Una conspiración de papel

Traducción de Eva Cruz

Título original: A Conspiracy of Paper

© 2000, David Liss

Uno

Hace ya algunos años, los caballeros del negocio del libro me insisten con toda urgencia en que traslade mis memorias al papel; pues, como han argumentado estos caballeros, son muchos los que pagarían gustosos unos pocos chelines por conocer las verdaderas y sorprendentes aventuras de mi vida. Si bien ha sido mi costumbre desechar la idea con un movimiento despreocupado de la mano, no puedo afirmar que jamás haya pensado seriamente en ello, ya que a menudo he sido yo el primero en felicitarme por haber visto y vivido tanto, y muchas veces he compartido alegremente mis historias en buena compañía, en la sobremesa de alguna cena. Con todo, existe una diferencia entre las historias que se cuentan avanzada la noche, en torno a una botella de clarete, y un libro que cualquier hombre en cualquier lugar puede coger y examinar.

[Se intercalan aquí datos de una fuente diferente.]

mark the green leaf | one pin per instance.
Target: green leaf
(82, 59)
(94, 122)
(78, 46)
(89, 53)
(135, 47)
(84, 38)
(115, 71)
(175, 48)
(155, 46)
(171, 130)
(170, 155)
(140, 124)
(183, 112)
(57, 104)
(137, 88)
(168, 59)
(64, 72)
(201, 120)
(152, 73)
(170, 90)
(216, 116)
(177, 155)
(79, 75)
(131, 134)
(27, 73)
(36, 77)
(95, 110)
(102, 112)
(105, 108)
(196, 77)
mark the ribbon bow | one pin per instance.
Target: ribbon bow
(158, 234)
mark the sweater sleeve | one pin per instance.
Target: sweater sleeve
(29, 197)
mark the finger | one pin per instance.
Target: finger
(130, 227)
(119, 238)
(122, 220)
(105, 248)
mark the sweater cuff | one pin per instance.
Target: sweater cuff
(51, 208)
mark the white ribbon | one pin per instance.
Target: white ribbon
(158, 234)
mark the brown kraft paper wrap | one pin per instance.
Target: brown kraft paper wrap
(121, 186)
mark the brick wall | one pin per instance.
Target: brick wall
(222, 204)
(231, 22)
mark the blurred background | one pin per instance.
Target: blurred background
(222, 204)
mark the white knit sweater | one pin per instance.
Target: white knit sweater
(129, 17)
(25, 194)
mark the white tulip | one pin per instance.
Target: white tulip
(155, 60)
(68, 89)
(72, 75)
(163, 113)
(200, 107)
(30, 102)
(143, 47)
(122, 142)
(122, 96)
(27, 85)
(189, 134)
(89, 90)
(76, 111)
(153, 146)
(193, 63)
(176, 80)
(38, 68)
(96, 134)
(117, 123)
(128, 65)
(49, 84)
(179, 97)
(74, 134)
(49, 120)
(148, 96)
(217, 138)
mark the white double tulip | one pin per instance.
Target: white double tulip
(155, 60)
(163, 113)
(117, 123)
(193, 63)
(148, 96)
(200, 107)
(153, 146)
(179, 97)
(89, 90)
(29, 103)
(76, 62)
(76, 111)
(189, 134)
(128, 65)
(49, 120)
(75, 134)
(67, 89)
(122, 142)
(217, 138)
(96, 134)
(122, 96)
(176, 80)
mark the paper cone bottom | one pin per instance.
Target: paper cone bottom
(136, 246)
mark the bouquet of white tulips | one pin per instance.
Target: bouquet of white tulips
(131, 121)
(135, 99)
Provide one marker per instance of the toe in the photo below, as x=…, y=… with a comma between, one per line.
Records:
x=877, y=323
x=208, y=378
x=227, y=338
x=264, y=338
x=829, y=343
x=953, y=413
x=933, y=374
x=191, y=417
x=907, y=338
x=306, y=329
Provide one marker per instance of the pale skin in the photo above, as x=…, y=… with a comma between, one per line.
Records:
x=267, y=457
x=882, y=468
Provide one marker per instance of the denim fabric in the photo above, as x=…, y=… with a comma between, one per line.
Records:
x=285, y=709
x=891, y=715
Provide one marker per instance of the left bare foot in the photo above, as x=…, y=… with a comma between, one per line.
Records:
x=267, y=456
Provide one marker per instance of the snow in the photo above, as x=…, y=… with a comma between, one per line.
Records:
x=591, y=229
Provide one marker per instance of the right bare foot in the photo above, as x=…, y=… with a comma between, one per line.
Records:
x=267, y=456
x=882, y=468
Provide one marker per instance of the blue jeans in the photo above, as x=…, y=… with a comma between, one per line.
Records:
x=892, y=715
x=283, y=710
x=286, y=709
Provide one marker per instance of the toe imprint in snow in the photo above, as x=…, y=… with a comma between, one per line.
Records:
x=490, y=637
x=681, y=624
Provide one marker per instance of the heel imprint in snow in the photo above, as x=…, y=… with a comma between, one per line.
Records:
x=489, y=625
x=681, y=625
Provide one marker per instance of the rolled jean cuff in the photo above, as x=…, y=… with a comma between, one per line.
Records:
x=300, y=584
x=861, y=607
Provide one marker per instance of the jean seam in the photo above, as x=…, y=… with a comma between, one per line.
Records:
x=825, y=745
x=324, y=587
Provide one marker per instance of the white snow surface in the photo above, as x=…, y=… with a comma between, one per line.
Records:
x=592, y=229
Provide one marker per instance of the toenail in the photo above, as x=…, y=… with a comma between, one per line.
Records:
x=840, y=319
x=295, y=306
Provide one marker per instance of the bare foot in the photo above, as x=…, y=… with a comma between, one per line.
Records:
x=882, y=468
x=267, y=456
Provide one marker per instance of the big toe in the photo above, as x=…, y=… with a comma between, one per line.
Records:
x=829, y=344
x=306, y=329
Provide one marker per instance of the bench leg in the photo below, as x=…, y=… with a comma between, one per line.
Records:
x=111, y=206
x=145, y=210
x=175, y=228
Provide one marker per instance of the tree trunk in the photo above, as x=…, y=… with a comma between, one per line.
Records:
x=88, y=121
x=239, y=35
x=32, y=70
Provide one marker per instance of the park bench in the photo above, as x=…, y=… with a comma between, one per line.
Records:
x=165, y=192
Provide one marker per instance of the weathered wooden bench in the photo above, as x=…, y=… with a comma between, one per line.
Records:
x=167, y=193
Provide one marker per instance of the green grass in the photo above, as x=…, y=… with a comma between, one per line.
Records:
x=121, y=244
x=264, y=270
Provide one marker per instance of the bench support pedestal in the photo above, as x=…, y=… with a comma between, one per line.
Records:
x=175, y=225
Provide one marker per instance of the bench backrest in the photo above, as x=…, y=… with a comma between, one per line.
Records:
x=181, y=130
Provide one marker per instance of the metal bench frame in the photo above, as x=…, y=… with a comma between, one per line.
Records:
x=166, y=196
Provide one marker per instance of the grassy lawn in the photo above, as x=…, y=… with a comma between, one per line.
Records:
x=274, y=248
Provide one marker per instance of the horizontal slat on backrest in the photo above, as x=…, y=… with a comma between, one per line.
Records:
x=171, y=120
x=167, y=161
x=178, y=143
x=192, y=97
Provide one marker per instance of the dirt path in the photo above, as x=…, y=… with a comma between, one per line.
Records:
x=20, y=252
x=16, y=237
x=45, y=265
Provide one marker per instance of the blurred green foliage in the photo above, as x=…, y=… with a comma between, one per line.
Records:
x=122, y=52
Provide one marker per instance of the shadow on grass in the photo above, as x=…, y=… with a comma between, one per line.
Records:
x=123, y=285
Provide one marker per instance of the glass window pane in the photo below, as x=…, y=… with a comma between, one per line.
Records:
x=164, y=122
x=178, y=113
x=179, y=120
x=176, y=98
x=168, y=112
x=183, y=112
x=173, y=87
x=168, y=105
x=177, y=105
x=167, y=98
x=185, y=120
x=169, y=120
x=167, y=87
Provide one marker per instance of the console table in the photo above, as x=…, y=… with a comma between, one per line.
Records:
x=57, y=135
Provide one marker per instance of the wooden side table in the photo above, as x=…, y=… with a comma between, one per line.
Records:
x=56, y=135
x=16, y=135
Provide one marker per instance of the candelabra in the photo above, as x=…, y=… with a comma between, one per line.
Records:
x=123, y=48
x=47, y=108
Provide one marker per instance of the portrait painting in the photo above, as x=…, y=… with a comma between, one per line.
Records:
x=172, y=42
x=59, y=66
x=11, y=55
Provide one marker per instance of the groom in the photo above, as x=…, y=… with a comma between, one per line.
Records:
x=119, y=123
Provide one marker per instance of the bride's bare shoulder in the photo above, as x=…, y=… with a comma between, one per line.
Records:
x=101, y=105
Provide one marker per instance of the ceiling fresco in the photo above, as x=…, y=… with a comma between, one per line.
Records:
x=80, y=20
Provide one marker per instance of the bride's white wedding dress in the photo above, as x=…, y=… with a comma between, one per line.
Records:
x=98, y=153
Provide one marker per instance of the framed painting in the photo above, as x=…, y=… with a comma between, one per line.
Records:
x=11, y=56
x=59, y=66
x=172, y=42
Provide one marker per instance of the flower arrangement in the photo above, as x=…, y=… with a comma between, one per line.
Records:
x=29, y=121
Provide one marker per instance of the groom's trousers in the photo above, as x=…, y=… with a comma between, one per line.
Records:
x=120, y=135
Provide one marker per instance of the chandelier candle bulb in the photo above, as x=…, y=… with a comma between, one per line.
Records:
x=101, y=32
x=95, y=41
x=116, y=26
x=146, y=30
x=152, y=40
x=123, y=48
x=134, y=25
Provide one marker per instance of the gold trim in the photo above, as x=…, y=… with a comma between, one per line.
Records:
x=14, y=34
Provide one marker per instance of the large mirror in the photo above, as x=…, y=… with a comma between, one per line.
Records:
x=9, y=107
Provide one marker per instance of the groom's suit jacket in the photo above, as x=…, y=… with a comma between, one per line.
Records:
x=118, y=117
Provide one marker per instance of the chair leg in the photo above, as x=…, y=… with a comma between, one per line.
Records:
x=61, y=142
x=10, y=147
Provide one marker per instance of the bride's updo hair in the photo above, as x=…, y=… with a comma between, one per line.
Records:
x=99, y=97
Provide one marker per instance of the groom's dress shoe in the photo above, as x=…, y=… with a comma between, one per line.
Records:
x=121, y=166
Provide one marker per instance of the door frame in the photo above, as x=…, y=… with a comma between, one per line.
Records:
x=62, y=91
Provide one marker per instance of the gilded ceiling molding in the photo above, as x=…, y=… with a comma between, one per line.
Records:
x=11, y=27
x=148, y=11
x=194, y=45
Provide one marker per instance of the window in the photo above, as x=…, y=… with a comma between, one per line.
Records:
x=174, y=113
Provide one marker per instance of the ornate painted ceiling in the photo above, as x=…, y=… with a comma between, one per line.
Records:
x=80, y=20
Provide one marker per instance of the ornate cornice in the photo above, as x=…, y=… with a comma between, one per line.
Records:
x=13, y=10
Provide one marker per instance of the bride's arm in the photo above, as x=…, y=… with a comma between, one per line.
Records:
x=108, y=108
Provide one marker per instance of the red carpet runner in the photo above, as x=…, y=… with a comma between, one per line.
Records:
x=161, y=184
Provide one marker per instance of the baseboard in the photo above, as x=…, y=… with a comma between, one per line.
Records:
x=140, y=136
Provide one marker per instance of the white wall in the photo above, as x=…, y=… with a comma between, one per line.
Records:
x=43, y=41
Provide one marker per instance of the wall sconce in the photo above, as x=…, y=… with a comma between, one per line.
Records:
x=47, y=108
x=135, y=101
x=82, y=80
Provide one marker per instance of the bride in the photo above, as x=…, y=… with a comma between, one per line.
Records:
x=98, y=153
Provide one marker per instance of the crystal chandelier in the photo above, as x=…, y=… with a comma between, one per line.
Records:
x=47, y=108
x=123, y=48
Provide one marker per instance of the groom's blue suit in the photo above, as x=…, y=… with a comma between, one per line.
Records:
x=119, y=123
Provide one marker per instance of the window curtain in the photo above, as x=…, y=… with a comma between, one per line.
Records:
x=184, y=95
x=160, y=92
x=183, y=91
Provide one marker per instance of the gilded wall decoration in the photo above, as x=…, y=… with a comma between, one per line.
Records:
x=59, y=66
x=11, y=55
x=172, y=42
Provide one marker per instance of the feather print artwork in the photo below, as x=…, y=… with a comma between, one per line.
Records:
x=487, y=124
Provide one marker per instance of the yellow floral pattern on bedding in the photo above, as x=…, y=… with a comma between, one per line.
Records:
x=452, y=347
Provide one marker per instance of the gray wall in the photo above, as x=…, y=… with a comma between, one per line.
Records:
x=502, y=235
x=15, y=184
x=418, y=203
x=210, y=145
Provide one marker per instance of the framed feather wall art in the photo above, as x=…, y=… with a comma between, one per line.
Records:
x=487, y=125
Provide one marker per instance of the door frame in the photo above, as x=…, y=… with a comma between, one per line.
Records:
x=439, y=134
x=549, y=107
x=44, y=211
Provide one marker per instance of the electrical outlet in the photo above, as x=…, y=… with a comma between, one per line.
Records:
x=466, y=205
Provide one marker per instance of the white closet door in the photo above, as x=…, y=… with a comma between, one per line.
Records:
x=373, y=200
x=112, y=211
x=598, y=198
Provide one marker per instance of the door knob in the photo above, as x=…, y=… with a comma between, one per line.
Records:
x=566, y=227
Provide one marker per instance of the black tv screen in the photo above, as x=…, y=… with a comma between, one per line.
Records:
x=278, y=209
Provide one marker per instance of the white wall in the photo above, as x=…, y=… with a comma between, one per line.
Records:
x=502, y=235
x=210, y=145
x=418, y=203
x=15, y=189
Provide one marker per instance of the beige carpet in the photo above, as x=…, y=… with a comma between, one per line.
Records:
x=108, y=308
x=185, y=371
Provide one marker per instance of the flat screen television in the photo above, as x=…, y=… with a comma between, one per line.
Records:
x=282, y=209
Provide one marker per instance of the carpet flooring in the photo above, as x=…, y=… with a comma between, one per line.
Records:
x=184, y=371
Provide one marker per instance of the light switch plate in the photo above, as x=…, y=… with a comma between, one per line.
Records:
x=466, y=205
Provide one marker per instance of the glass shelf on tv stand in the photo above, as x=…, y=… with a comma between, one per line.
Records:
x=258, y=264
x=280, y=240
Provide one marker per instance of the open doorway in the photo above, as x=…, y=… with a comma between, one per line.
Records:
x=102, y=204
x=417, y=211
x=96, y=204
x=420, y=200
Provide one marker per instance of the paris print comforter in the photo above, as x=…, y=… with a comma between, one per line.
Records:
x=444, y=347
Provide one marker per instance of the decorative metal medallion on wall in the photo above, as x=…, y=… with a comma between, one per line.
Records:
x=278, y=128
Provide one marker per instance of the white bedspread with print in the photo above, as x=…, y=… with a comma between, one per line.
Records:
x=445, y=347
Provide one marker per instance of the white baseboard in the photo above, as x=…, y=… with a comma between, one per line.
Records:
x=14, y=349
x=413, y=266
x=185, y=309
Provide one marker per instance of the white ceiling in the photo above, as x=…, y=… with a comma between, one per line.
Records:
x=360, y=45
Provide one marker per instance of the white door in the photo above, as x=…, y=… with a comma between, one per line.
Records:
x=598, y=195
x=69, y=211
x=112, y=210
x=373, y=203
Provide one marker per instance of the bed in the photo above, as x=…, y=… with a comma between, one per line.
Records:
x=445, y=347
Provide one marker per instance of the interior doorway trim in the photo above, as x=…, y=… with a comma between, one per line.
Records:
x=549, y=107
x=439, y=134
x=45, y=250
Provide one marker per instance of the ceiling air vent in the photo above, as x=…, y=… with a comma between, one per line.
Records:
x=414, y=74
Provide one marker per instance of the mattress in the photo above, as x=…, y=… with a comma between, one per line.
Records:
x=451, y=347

Por supuesto que me he deleitado con la idea de contar mi historia, pero también he reconocido que publicarla sería una empresa peliaguda -los nombres y detalles de mis aventuras tocarían de cerca a tanta gente aún viva que el libro que las recogiera podría ser, cuando menos, objeto de denuncia-. Pero la idea me ha intrigado -atormentado incluso-, no cabe duda de que alimentada por la vanidad que anida en el corazón de todos los hombres, y quizás más aún en el mío que en el de la mayoría. He decidido, por tanto, escribir este libro como a mí me plazca. Si los caballeros de Grub Street desean tachar los nombres de oscuras conexiones, son libres de hacerlo. En lo que a mí respecta, conservaré el manuscrito a fin de que haya algún registro veraz de estos acontecimientos, si no para esta época, sí para la posteridad.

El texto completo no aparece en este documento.